L’Unione Europea, dismesso il protezionismo che l’aveva
contraddistinta, ha sposato la causa del liberismo e del globalismo
aprendo i mercati europei alle produzioni extracomunitarie e
sottoponendo il produttore agricolo a una concorrenza impari. Figlia di
una logica ipocrita, la legge sul “ripristino” ha ora inserito, tra le
premesse, un vago auspicio alla “promozione di condizioni di parità”.
È importante che l’Unione utilizzi la sua
politica commerciale e la sua
vasta rete di accordi commerciali per dialogare con i partner sulla
protezione dell’ambiente e della biodiversità anche a livello mondiale,
promuovendo nel contempo condizioni di parità. (13.
considerazioni)
Ma è
sufficiente? Anche qualora trovasse la forza per rinegoziare i
trattati sul “libero commercio” la UE non potrebbe che frenare, facendo
leva su alcuni aspetti, l’importazione di prodotti a prezzi stracciati.
Come fa l’agricoltura europea a competere con i sistemi agricoli del
Canada o del Brasile (enormi superfici sottratte alle foreste, altro
che “ripristino”!) o con quelli dell’Africa con la manodopera a buon
mercato, le tutele sindacali, le norme ambientali e sulla sicurezza
indietro di decenni rispetto all’Europa? Il “ripristino”, come tutto il
Green Deal, associato all’importazione senza dazi e all’assenza di
politiche dei prezzi che controbilancino l’immenso squilibrio di potere
di mercato della parte agricola rispetto a quella industriale e
commerciale, sono – le belle parole sono impostura – uno strumento di
distruzione dell’agricoltura famigliare europea. La produzione
diminuirà e i costi di produzione aumenteranno e sempre più aziende
abbandoneranno. Nessuno ignora che l’obiettivo ambientalista è quello
di togliere di mezzo l’agricoltura famigliare e occupare le terre con
parchi intoccabili e distese di pannelli fotovoltaici e pale eoliche.

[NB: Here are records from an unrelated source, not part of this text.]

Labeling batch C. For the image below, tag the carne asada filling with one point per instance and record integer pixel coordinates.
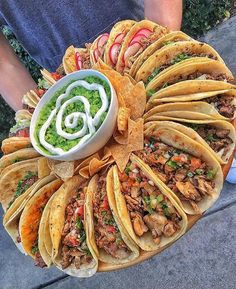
(149, 209)
(178, 58)
(187, 176)
(24, 184)
(223, 103)
(38, 258)
(217, 138)
(107, 233)
(74, 246)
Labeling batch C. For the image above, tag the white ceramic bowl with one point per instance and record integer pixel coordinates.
(101, 136)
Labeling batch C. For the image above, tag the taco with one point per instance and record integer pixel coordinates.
(115, 40)
(185, 166)
(223, 101)
(97, 49)
(16, 157)
(140, 36)
(12, 216)
(76, 59)
(16, 179)
(171, 54)
(30, 220)
(200, 68)
(167, 39)
(149, 213)
(198, 110)
(71, 248)
(217, 136)
(107, 234)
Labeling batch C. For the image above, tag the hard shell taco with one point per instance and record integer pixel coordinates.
(68, 226)
(223, 101)
(30, 220)
(107, 233)
(196, 68)
(140, 36)
(12, 216)
(115, 40)
(149, 213)
(171, 54)
(167, 39)
(184, 166)
(218, 136)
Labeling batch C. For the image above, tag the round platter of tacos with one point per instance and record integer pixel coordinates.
(161, 164)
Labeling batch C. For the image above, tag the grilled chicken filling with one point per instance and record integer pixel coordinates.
(74, 246)
(187, 176)
(107, 234)
(217, 138)
(150, 210)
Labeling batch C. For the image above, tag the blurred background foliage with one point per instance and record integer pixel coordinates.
(199, 16)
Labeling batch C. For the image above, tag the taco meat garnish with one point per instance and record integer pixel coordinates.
(74, 246)
(186, 175)
(224, 104)
(107, 233)
(149, 209)
(217, 138)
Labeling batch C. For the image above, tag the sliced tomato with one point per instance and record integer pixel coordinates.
(119, 37)
(78, 61)
(114, 52)
(144, 31)
(137, 38)
(24, 132)
(111, 229)
(132, 50)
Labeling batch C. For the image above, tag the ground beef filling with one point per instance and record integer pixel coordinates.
(74, 247)
(107, 234)
(223, 103)
(217, 138)
(187, 176)
(149, 209)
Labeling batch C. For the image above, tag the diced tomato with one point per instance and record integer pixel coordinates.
(195, 163)
(80, 211)
(56, 76)
(111, 229)
(23, 132)
(105, 203)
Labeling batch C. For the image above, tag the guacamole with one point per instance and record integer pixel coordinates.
(81, 111)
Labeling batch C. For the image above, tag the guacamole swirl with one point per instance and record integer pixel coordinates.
(73, 115)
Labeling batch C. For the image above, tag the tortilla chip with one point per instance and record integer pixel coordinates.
(43, 168)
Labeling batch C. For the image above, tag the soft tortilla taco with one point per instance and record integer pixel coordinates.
(171, 54)
(18, 156)
(184, 166)
(12, 216)
(198, 110)
(71, 248)
(223, 101)
(97, 49)
(167, 39)
(191, 69)
(107, 233)
(16, 179)
(115, 40)
(149, 213)
(140, 36)
(216, 135)
(30, 220)
(76, 59)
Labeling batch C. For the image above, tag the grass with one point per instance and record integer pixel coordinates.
(199, 16)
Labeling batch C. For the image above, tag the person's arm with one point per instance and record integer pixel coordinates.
(15, 79)
(164, 12)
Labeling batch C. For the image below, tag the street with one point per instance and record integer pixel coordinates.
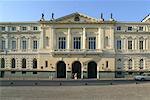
(98, 92)
(69, 82)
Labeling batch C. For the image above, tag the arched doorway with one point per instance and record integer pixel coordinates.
(92, 69)
(76, 69)
(61, 69)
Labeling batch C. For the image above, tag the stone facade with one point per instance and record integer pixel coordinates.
(75, 44)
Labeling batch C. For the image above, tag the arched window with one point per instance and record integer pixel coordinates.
(2, 63)
(47, 41)
(141, 64)
(76, 18)
(23, 63)
(119, 63)
(106, 41)
(13, 63)
(34, 63)
(130, 63)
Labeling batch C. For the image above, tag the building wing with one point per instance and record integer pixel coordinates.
(76, 17)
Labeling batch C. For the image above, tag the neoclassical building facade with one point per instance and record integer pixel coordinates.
(74, 44)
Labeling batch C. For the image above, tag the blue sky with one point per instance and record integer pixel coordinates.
(30, 10)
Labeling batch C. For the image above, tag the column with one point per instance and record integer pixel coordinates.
(99, 39)
(84, 39)
(144, 44)
(69, 39)
(29, 43)
(53, 39)
(19, 44)
(136, 43)
(7, 42)
(42, 38)
(112, 39)
(102, 38)
(82, 68)
(124, 44)
(147, 47)
(98, 69)
(133, 43)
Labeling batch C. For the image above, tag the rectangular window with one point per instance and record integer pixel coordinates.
(129, 44)
(77, 43)
(34, 72)
(106, 64)
(35, 44)
(141, 28)
(130, 28)
(2, 28)
(24, 28)
(24, 44)
(46, 63)
(118, 44)
(62, 43)
(141, 45)
(23, 72)
(119, 28)
(13, 72)
(92, 42)
(3, 45)
(35, 28)
(13, 45)
(13, 28)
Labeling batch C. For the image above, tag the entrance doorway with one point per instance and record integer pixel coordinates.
(61, 69)
(76, 69)
(92, 70)
(2, 74)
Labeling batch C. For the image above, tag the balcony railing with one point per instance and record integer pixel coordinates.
(77, 51)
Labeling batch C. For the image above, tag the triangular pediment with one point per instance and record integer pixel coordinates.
(76, 17)
(146, 19)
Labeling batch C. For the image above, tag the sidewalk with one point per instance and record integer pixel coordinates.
(35, 78)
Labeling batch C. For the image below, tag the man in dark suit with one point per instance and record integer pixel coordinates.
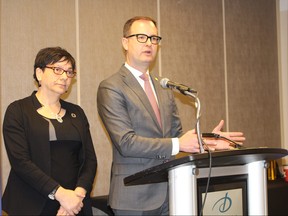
(142, 139)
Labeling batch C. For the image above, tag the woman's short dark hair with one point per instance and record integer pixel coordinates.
(51, 55)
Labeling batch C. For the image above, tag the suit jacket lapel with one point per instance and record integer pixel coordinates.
(130, 81)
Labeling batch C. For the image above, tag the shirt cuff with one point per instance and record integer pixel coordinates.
(175, 146)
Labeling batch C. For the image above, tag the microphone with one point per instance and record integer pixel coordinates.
(166, 83)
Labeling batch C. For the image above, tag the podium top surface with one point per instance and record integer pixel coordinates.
(235, 157)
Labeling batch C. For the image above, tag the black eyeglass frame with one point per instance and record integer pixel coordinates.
(157, 38)
(68, 73)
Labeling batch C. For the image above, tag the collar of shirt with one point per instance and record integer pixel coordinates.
(136, 73)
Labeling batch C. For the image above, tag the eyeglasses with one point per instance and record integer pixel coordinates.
(60, 71)
(142, 38)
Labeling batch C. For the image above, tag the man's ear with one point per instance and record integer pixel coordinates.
(125, 43)
(39, 74)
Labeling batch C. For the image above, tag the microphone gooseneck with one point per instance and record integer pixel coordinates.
(166, 83)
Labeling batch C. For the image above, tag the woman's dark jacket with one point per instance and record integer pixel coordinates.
(26, 138)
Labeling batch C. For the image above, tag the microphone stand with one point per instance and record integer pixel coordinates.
(198, 114)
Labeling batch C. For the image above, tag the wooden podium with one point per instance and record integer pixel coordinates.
(237, 177)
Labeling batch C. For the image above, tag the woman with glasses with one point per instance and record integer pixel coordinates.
(49, 145)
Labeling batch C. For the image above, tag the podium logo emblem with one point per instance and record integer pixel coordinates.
(223, 204)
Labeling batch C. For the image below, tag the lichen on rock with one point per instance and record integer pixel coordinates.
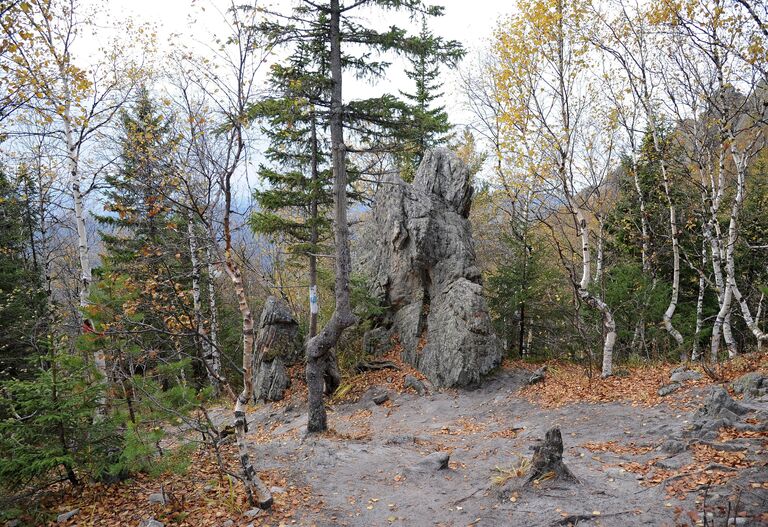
(417, 251)
(278, 345)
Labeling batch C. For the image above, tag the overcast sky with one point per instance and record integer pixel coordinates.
(468, 21)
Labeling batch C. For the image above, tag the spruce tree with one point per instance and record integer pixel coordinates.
(143, 244)
(376, 123)
(22, 296)
(426, 123)
(297, 196)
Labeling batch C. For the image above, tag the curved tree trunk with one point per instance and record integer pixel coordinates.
(592, 300)
(320, 362)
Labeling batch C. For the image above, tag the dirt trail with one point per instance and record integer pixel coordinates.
(366, 473)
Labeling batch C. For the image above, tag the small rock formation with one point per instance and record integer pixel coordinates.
(412, 382)
(719, 410)
(753, 384)
(432, 463)
(278, 345)
(538, 375)
(685, 375)
(669, 388)
(417, 251)
(157, 498)
(548, 459)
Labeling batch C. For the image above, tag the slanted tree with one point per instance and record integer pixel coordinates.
(372, 121)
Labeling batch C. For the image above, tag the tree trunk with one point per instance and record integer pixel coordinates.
(696, 352)
(314, 306)
(318, 357)
(258, 494)
(214, 314)
(73, 155)
(593, 301)
(203, 343)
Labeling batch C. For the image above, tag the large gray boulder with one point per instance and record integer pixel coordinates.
(417, 251)
(278, 345)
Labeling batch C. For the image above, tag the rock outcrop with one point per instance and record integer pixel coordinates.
(418, 253)
(278, 345)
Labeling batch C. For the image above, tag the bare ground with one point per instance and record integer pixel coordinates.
(365, 472)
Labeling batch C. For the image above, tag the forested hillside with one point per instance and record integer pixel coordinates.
(231, 259)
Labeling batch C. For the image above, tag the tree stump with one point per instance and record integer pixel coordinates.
(547, 462)
(538, 376)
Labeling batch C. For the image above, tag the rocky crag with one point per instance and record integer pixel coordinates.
(278, 345)
(417, 251)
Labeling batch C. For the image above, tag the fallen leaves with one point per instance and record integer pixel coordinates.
(200, 496)
(617, 448)
(569, 383)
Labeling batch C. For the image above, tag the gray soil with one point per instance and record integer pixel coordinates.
(377, 480)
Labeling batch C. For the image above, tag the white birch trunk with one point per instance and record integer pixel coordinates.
(592, 300)
(255, 489)
(214, 315)
(696, 352)
(73, 161)
(203, 342)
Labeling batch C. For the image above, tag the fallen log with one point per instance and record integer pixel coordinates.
(375, 365)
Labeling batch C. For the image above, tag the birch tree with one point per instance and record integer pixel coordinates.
(217, 94)
(542, 78)
(77, 103)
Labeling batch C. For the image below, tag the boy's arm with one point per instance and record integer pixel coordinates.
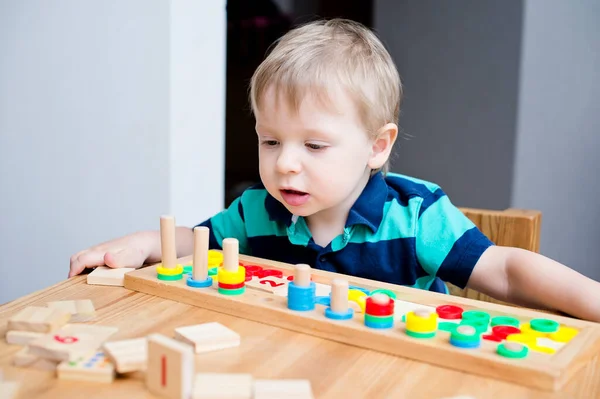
(529, 279)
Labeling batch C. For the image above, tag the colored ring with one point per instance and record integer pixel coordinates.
(505, 321)
(166, 271)
(476, 315)
(447, 326)
(227, 277)
(231, 286)
(238, 291)
(384, 291)
(199, 283)
(449, 312)
(169, 278)
(379, 310)
(544, 325)
(503, 351)
(419, 335)
(339, 316)
(504, 331)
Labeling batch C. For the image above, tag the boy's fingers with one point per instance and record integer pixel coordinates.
(127, 257)
(85, 259)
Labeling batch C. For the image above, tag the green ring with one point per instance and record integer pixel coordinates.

L’ipocrisia del “ripristino” è svelata dove si introducono deroghe agli
obblighi del “ripristino” per le energie rinnovabili. Anche un bambino
coglie l’assurdità di inseguire il ripristino di uno stagno, di una
prateria quando poi si vanno a massacrare i paesaggi rurali con enormi
superfici coperte da pannelli fv.

Quando
il degrado degli habitat è causa dell’animal-ambientalismo
Già la
quantomeno parziale esenzione degli impianti a energie
rinnovabili fa emergere l’ipocrisia della logica del “ripristino della
natura”. Dovremmo poi osservare che questa ipocrisia emerge anche
quando si parla di “ripristino” dei prati e dei pascoli (sì perché tra
gli habitat rientrano quelli comunissimi ed estesissimi buona parte dei
boschi, dei prati, dei pascoli). Sulla carta – chissà se se lo
ricorderanno – è previsto che il ripristino di prati e pascoli può
contemplare la “deforestazione”, alleluia. Ma come conciliare questa
“apertura” con la perdurante politica a favore della protezione della
fauna che degrada direttamente gli habitat o che (grandi predatori)
mette in crisi i sistemi pastorali e provoca la chiusura delle aziende
estensive. Fanno rabbia i proclami contenuti nella legge sul
“ripristino” quando, in nome della biodiversità (direttiva 92/43) si
sta ancora discutendo se il lupo deve essere sottoposto a un “rigido
regime di protezione”. L’intensivizzazione è figlia di certe politiche
pseudo ambientaliste, non solo quelle a favore dei grandi predatori,
anche quelle che pongono mille vincoli all’esercizio dell’agricoltura e
dell’allevamento nelle aree protette. Lo sanno, al parlamento europeo,
che i pastori italiani stanno sostituendo razze ovicaprine rustiche,
adatte ai sistemi estensivi, atte a impedire il degrado degli habitat
con razze intensive da tenere chiuse in stalla per il pericolo lupi e
da alimentare a mangimi? Comodo non parlare delle cause del degrado e
fingere che esso sia dovuto ad agricoltori avidi.

Ma il degrado
degli habitat è stato causato anche dalle politiche “ambientaliste” del
passato quando si piantumavano artificialmente terreni a pascolo
(habitat latifoglie miste) con piante resinose a rapido accrescimento.
I forestali hanno degradato gli habitat con rimboschimenti assurdi, con
specie inadatte e con impianti monospecifici e senza applicare le cure
selvicolturali necessarie. Se cercate habitat degradati ecco a voi
immense superfici in Italia di “ecocidio” firmato Corpo forestale dello
Stato (e poi anche dalle varie aziende regionali).Certo che se per
“ripristino” si intende lasciare a terra la legna morta con il pretesto
della biodiversità non ci siamo proprio. Per nascondere i propri
errori, gli ambientalisti, aderendo all’assioma bosco sano = bosco
marcio lasciano a terra l’abbondante massa legnosa morta provocata dai
loro errori. E incassano finanziamenti europei. Il “ripristino della
natura” seguirà queste logiche? Temiamo di sì.